En résumé, la critique néomarxiste s’articule autour d’un quadruple constat factuel (donc objectif): (1) le capitalisme a instauré une forme de dictature dans l’entreprise en institutionnalisant un rapport de dominant à dominé destructeur de potentiel humain (= anthropo-internalité); (2) le néolibéralisme consacre un système d’accaparation rapace et prédateur de la richesse aux mains de quelques uns (problème nord-sud mais aussi interne aux sociétés occidentales) ; (3) les crises économiques à répétition de l’économie capitaliste résulte d’une de ses contradictions interne (le travailleur-consommateur); (4) l’accumulation compulsive de biens matériels met une pression insoutenable sur les écosystèmes (bioexternalités).

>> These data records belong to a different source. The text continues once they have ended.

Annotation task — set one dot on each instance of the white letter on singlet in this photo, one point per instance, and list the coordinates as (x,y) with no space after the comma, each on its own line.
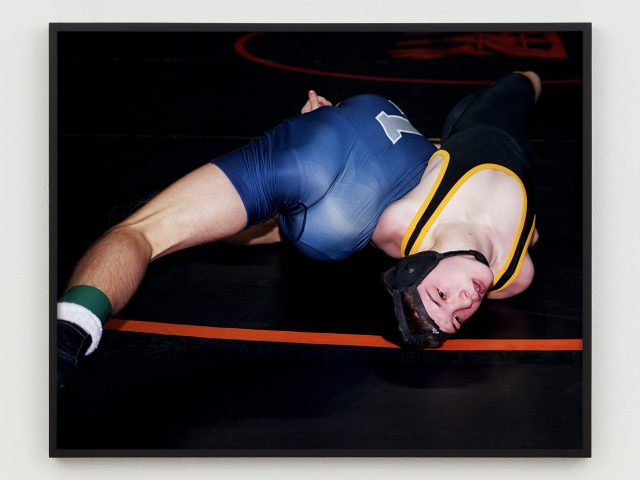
(394,125)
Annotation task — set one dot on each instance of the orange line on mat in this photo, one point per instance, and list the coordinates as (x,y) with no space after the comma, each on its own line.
(315,338)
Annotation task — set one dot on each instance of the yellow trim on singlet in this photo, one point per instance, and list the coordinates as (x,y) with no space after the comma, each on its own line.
(412,226)
(445,200)
(521,260)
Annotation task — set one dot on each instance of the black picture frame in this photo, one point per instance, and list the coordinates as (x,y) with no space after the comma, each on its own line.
(61,96)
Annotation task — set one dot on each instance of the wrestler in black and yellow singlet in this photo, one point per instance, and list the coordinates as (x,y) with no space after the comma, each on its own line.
(485,131)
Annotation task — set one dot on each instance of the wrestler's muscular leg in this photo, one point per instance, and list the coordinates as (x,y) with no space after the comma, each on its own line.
(201,207)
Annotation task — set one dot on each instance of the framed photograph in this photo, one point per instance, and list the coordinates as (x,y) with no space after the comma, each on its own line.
(282,339)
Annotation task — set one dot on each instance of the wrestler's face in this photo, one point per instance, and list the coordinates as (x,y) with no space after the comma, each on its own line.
(454,289)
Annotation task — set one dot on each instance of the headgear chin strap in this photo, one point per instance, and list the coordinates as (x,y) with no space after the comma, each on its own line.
(417,328)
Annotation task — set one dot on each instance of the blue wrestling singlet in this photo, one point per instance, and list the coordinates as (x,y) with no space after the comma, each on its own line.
(330,173)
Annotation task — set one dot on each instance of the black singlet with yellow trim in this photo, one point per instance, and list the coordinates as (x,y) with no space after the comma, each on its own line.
(484,131)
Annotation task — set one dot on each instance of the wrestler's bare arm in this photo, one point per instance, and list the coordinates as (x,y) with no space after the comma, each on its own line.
(201,207)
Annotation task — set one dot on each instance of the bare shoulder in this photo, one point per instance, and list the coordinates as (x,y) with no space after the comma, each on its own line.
(521,282)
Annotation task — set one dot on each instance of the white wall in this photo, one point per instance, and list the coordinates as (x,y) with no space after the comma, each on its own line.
(24,244)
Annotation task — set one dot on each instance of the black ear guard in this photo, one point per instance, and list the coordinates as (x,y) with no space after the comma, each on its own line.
(416,327)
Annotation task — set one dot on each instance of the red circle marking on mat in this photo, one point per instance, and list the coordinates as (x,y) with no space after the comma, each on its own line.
(241,49)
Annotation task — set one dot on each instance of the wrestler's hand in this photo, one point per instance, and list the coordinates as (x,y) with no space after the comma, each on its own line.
(315,101)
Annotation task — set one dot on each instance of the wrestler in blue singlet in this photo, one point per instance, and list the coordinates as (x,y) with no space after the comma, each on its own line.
(330,173)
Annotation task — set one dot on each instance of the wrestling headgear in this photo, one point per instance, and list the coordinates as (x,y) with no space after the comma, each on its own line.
(416,327)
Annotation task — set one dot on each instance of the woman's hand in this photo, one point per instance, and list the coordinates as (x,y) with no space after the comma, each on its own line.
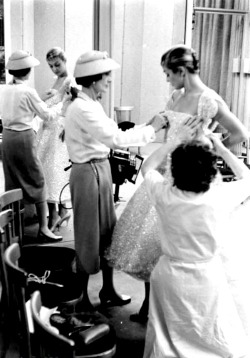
(158,122)
(218,146)
(189,129)
(50,93)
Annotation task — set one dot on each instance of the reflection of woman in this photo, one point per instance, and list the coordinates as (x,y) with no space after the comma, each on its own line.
(193,310)
(89,135)
(135,246)
(51,150)
(22,168)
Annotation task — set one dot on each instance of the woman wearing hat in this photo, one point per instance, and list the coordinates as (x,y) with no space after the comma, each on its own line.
(18,105)
(89,135)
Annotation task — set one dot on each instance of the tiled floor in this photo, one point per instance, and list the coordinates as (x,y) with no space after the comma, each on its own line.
(130,335)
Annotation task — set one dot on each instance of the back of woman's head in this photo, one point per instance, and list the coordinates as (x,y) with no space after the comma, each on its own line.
(56,52)
(180,55)
(193,166)
(20,73)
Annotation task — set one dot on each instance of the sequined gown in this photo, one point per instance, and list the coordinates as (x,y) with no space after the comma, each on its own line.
(135,245)
(53,154)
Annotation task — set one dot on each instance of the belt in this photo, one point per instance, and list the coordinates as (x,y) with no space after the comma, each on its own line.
(97,160)
(94,160)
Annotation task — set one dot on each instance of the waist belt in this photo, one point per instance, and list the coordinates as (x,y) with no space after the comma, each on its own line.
(97,160)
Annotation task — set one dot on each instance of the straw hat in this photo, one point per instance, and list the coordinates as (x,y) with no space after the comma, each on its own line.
(94,62)
(21,59)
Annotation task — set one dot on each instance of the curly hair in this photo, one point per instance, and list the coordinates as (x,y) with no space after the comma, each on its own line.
(193,166)
(180,55)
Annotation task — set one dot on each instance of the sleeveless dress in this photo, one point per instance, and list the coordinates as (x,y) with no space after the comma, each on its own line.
(135,247)
(53,154)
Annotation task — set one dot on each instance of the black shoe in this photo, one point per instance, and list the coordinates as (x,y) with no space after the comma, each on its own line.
(114,299)
(139,317)
(48,239)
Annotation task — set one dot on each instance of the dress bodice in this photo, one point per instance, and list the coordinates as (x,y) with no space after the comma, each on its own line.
(207,110)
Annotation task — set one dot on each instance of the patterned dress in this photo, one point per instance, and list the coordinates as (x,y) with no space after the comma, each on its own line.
(53,154)
(135,245)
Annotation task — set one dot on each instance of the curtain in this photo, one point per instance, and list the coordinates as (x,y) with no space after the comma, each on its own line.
(219,40)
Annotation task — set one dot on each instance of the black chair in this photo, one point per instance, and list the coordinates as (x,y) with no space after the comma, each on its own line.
(17,280)
(57,345)
(6,217)
(22,288)
(13,199)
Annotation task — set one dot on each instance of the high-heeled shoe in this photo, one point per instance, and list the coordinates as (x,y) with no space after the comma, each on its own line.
(114,299)
(60,221)
(139,317)
(48,239)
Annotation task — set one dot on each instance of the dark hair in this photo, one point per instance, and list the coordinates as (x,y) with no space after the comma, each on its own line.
(180,55)
(193,166)
(56,52)
(20,73)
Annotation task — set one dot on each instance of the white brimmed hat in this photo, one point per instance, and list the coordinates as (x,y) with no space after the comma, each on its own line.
(21,59)
(94,62)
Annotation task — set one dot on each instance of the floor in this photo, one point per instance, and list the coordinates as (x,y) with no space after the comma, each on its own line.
(130,335)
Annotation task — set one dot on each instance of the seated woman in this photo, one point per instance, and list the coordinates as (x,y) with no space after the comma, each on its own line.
(135,245)
(196,309)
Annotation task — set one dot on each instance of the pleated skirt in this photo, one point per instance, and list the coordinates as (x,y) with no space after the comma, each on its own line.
(94,212)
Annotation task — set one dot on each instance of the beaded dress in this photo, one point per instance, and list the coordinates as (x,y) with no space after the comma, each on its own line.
(53,153)
(135,247)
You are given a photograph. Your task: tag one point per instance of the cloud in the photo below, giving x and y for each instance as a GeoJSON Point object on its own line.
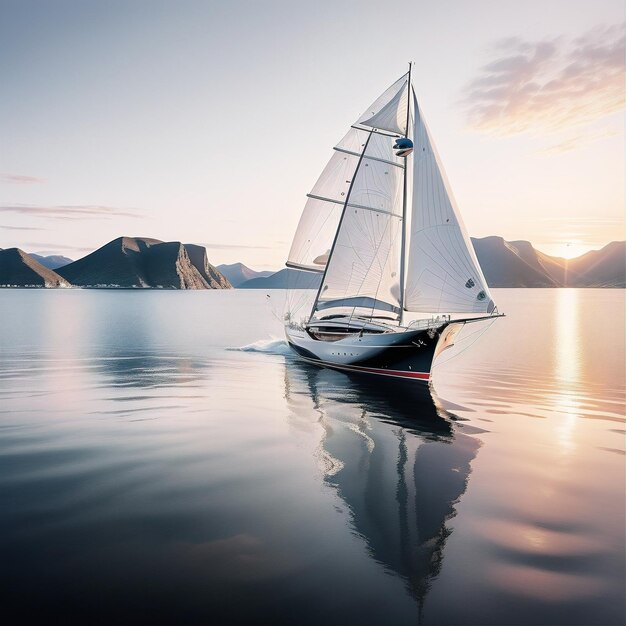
{"type": "Point", "coordinates": [577, 141]}
{"type": "Point", "coordinates": [68, 212]}
{"type": "Point", "coordinates": [21, 228]}
{"type": "Point", "coordinates": [20, 179]}
{"type": "Point", "coordinates": [549, 85]}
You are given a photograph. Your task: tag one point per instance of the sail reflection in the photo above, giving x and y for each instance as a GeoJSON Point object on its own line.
{"type": "Point", "coordinates": [397, 459]}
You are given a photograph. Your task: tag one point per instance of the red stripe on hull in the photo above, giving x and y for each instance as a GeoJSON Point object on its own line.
{"type": "Point", "coordinates": [370, 370]}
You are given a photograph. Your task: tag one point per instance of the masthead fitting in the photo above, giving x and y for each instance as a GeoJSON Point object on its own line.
{"type": "Point", "coordinates": [403, 147]}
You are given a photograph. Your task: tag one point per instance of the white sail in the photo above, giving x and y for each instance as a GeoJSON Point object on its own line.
{"type": "Point", "coordinates": [443, 274]}
{"type": "Point", "coordinates": [363, 272]}
{"type": "Point", "coordinates": [392, 117]}
{"type": "Point", "coordinates": [321, 216]}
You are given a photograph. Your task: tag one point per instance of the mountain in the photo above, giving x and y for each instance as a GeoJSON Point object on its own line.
{"type": "Point", "coordinates": [505, 264]}
{"type": "Point", "coordinates": [511, 264]}
{"type": "Point", "coordinates": [285, 279]}
{"type": "Point", "coordinates": [142, 262]}
{"type": "Point", "coordinates": [214, 278]}
{"type": "Point", "coordinates": [52, 262]}
{"type": "Point", "coordinates": [519, 264]}
{"type": "Point", "coordinates": [598, 268]}
{"type": "Point", "coordinates": [238, 273]}
{"type": "Point", "coordinates": [19, 269]}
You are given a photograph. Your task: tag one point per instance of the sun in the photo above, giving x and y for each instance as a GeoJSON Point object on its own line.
{"type": "Point", "coordinates": [570, 249]}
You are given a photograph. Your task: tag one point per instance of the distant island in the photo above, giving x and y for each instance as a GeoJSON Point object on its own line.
{"type": "Point", "coordinates": [144, 263]}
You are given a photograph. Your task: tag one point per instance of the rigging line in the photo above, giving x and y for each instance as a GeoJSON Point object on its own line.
{"type": "Point", "coordinates": [378, 131]}
{"type": "Point", "coordinates": [371, 158]}
{"type": "Point", "coordinates": [343, 213]}
{"type": "Point", "coordinates": [353, 206]}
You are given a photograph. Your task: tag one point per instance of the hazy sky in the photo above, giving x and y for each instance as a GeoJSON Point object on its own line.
{"type": "Point", "coordinates": [208, 122]}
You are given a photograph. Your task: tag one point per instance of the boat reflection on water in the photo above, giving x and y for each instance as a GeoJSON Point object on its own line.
{"type": "Point", "coordinates": [397, 458]}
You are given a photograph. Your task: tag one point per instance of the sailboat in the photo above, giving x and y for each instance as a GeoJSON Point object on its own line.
{"type": "Point", "coordinates": [382, 228]}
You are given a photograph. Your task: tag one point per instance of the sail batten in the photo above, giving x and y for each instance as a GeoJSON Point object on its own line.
{"type": "Point", "coordinates": [443, 274]}
{"type": "Point", "coordinates": [353, 228]}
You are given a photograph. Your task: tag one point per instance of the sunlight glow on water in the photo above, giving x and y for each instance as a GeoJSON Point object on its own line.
{"type": "Point", "coordinates": [165, 458]}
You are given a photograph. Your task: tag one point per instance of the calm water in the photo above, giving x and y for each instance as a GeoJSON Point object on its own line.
{"type": "Point", "coordinates": [149, 473]}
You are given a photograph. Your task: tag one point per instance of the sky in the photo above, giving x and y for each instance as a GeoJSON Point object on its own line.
{"type": "Point", "coordinates": [208, 122]}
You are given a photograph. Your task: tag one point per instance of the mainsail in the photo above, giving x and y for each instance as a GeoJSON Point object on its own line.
{"type": "Point", "coordinates": [355, 211]}
{"type": "Point", "coordinates": [443, 275]}
{"type": "Point", "coordinates": [352, 231]}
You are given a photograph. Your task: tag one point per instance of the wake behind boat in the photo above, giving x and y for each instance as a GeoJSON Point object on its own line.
{"type": "Point", "coordinates": [382, 228]}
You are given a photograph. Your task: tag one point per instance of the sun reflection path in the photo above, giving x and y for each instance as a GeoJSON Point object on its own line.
{"type": "Point", "coordinates": [567, 365]}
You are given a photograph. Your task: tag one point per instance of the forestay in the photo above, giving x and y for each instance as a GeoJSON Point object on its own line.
{"type": "Point", "coordinates": [443, 273]}
{"type": "Point", "coordinates": [363, 272]}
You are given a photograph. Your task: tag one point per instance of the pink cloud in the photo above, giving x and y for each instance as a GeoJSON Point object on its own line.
{"type": "Point", "coordinates": [20, 179]}
{"type": "Point", "coordinates": [548, 85]}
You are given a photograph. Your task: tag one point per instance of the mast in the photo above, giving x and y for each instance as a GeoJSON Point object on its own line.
{"type": "Point", "coordinates": [404, 195]}
{"type": "Point", "coordinates": [343, 213]}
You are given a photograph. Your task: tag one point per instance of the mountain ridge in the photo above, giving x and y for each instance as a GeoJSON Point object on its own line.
{"type": "Point", "coordinates": [142, 262]}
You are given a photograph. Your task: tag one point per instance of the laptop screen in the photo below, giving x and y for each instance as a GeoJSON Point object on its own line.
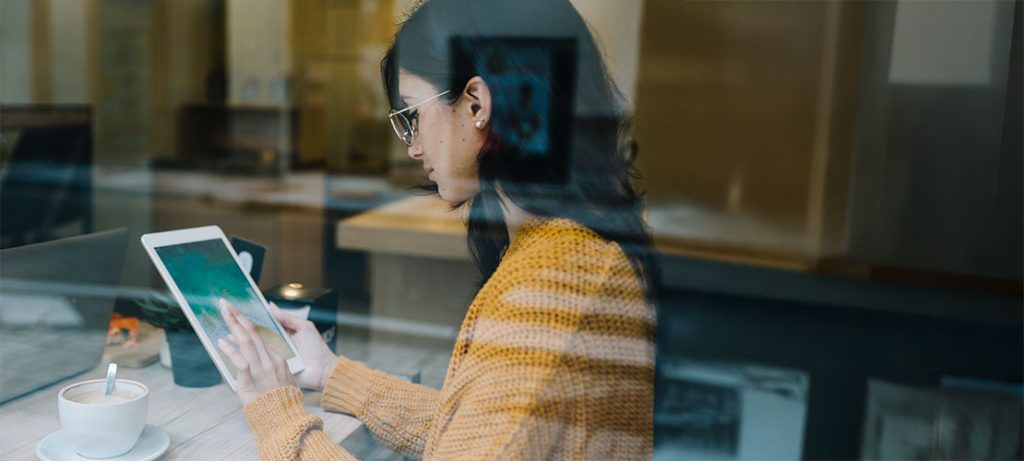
{"type": "Point", "coordinates": [55, 303]}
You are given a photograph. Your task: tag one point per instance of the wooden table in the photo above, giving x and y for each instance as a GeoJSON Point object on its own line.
{"type": "Point", "coordinates": [203, 423]}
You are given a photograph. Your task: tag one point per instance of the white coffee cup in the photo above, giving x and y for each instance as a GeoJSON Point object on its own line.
{"type": "Point", "coordinates": [102, 426]}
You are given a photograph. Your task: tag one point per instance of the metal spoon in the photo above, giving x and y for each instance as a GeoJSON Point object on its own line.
{"type": "Point", "coordinates": [112, 372]}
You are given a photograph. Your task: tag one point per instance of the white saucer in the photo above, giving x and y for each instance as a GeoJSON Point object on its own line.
{"type": "Point", "coordinates": [151, 445]}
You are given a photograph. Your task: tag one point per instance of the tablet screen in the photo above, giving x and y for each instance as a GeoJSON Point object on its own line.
{"type": "Point", "coordinates": [205, 273]}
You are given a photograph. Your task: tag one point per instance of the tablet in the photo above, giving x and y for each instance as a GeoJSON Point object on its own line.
{"type": "Point", "coordinates": [200, 267]}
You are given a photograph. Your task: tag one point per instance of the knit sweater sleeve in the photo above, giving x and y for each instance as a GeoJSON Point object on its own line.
{"type": "Point", "coordinates": [284, 431]}
{"type": "Point", "coordinates": [398, 413]}
{"type": "Point", "coordinates": [528, 366]}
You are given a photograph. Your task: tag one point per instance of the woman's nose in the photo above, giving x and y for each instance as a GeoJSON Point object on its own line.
{"type": "Point", "coordinates": [415, 152]}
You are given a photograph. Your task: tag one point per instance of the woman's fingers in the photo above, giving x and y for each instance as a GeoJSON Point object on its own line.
{"type": "Point", "coordinates": [290, 323]}
{"type": "Point", "coordinates": [240, 336]}
{"type": "Point", "coordinates": [243, 373]}
{"type": "Point", "coordinates": [255, 339]}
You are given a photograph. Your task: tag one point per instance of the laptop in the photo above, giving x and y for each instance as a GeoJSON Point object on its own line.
{"type": "Point", "coordinates": [55, 303]}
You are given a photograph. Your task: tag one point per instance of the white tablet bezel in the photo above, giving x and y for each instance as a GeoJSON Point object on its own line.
{"type": "Point", "coordinates": [156, 240]}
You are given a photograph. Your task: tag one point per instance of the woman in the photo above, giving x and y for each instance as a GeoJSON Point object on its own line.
{"type": "Point", "coordinates": [508, 106]}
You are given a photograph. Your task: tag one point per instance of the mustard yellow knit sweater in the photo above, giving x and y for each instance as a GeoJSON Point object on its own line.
{"type": "Point", "coordinates": [553, 361]}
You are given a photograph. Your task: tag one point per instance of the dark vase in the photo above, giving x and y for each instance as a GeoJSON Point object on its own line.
{"type": "Point", "coordinates": [189, 363]}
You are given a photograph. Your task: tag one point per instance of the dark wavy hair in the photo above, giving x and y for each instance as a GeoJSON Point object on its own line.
{"type": "Point", "coordinates": [558, 141]}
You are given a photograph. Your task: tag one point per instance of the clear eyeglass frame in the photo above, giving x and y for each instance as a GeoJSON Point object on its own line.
{"type": "Point", "coordinates": [402, 125]}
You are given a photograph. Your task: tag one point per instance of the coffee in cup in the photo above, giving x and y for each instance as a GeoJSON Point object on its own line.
{"type": "Point", "coordinates": [102, 426]}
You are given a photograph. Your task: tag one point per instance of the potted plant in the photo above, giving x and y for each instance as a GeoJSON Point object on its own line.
{"type": "Point", "coordinates": [189, 363]}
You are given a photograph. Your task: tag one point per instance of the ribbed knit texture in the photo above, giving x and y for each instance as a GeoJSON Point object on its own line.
{"type": "Point", "coordinates": [554, 361]}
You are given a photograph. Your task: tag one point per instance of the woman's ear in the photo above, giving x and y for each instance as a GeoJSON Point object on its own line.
{"type": "Point", "coordinates": [478, 95]}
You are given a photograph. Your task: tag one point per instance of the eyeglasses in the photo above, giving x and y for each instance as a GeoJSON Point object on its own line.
{"type": "Point", "coordinates": [403, 125]}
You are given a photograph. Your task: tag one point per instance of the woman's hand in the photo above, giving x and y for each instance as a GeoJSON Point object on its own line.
{"type": "Point", "coordinates": [318, 359]}
{"type": "Point", "coordinates": [259, 368]}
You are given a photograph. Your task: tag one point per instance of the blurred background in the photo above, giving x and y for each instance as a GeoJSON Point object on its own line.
{"type": "Point", "coordinates": [834, 189]}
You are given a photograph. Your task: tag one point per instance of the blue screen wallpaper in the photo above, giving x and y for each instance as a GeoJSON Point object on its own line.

La décroissance, une alternative néomarxiste à la mondialisation néolibérale

Face à cette crise du capitalisme, des écologistes néomarxistes (appelons-les ainsi) cherchent des alternatives au paradigme économique actuel. Pour eux, la seule échappatoire aux pulsions suicidaires du néolibéralisme est de rompre avec sa logique de globalisation et de recherche du profit (Voir par exemple Christian Arnsperger (Ucl) (1)). La mondialisation en décloisonnant les économies nationales a transformé le monde en vaste marché. Or, on oublie un peu trop facilement que si la souveraineté du consommateur est devenue mondiale (il a accès a des biens fabriqués par-delà toutes les frontières) ce qui peut être considéré comme un progrès, que le prix de cette souveraineté est une division mondiale du travail : le travailleur devient un maillon d’une chaîne de production à l’échelle du monde. Ce simple constat devrait donner le tournis à qui en prend la mesure : la mise en compétitivité des travailleurs se fait à l’échelle de la planète.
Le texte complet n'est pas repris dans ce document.